Bonds are not like equities that go from the lower left to the upper right over longer periods of time. Whatever comes next for the ten year yield, lower or higher, after that it will go the other way. The channel may get wider or narrower. What are the odds of a decisive break lower in yields? What is the risk of yields going meaningfully higher? Going meaningfully higher would be a bloodbath, worse than the 25% or so declines for TLT and TLH versus what, the potential for a 10-12% gain in those funds if yields drop 100 basis points? The risk reward that far out doesn't make sense to me. There's no guess there on what rates will do, just a belief that the risk reward tradeoff is not good. 

Short term bonds don't confront this issue, bank loans don't confront this issue, short term TIPS don't confront this issue. If you own any actively managed funds, not a bad thing, then you're putting your faith in the manager's ability to navigate this environment. Where most of what we just mentioned look more like horizontal lines with slight tilts one way or another, there are plenty alts that also look like horizontal lines with slight tilts one way or another. You might find equity products that do this too. Utilities (funds and individual issues) come to mind, they're generally doing well despite rates going up. I'm wary of low volatility funds. They each do slightly different things and don't always look alike. 

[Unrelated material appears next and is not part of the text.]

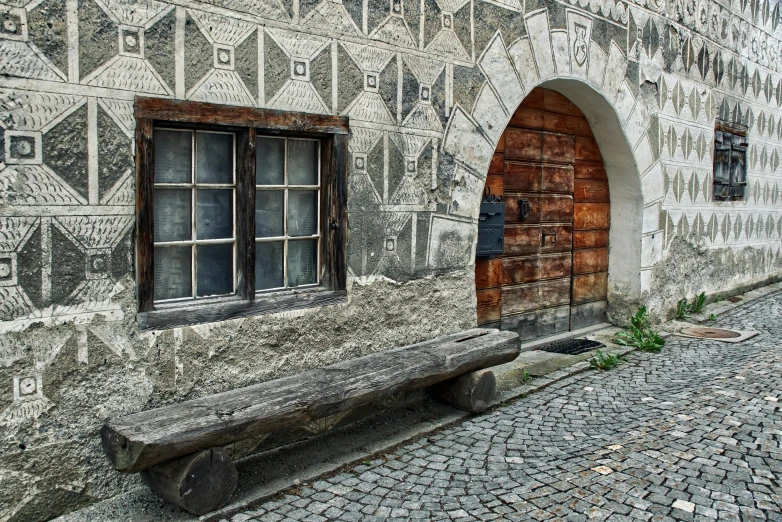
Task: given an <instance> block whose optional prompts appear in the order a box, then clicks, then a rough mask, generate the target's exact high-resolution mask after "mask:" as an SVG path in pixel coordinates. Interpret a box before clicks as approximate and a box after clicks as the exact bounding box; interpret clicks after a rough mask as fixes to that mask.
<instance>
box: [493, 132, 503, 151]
mask: <svg viewBox="0 0 782 522" xmlns="http://www.w3.org/2000/svg"><path fill="white" fill-rule="evenodd" d="M494 152H505V131H502V134H500V139H499V141H497V147H496V148H495V149H494Z"/></svg>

I think longer bonds are uninvestible. There are plenty of alternatives for yield and low volatility without taking on interest rate risk. I'd much rather just avoid that risk and volatility altogether and I think that's easy to do. Without getting tricky at all, a few short dated treasuries, like 2-4 years, a couple of CDs even have good yields and maybe a strategy fund or two can go a long way to building out a portfolio sleeve to buffer equity volatility.